Die Asylanträge in Deutschland seien im Vergleich zum Jahr 2024 dramatisch zurückgegangen, sagte er dem "Redaktionsnetzwerk Deutschland" (Freitagausgaben). Das liege allerdings vor allem an der Entwicklung in Syrien und dem Sturz von Baschar al-Assad im Dezember 2024 sowie dem darauffolgenden Rückgang syrischer Flüchtlinge in der gesamten EU, und nicht an der Berliner Politik. In den letzten Jahren vor 2024 hätten 80 Prozent aller Syrer in der gesamten EU nur in Deutschland und Österreich Schutz erhalten. Den Rückgang spürten diese beiden Länder nun am meisten, so Knaus.

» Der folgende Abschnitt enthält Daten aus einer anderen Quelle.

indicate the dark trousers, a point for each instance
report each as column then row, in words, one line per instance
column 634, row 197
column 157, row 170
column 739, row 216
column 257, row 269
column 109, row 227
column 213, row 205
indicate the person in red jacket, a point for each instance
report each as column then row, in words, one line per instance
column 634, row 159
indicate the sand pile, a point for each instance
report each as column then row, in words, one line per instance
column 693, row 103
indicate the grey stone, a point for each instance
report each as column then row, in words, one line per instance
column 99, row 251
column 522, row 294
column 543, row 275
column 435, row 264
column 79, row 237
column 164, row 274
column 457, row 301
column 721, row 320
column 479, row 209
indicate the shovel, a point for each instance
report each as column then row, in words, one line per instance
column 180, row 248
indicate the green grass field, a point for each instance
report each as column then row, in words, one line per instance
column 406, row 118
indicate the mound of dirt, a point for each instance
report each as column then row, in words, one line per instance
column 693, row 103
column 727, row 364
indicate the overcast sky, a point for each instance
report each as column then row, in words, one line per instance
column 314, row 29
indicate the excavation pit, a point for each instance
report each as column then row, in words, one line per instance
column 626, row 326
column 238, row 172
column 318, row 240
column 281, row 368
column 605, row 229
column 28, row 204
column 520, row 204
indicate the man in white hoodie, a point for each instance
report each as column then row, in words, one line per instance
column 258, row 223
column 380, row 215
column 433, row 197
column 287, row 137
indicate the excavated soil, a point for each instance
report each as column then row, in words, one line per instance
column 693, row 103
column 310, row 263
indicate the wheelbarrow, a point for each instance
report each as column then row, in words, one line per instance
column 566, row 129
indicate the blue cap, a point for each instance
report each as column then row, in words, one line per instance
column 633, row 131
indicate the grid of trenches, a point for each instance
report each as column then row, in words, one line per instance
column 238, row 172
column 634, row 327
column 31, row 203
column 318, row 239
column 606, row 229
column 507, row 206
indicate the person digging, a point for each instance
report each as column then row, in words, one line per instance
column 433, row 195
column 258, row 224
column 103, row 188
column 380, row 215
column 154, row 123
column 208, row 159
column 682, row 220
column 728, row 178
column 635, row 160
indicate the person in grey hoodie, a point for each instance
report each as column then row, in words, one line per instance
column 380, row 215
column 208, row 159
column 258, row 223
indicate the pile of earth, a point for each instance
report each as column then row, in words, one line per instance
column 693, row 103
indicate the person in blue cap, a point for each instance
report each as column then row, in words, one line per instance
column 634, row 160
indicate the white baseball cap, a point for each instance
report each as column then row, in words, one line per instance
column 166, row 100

"Statt diese positive Entwicklung als große Chance für eine nachhaltige, humane Kontrolle der irregulären Migration in die EU zu nutzen, setzt die Regierung seit Mai 2025 vor allem auf Symbolpolitik an der deutschen Binnengrenze: Zurückweisungen nach Österreich, Polen, die Schweiz", kritisierte der Wissenschaftler. Das Instrument, das 2015 unter allen Parteien nur die AfD forderte, sei klar europarechtswidrig, nicht nachhaltig und habe trotz großem Aufwand nur wenig Wirkung.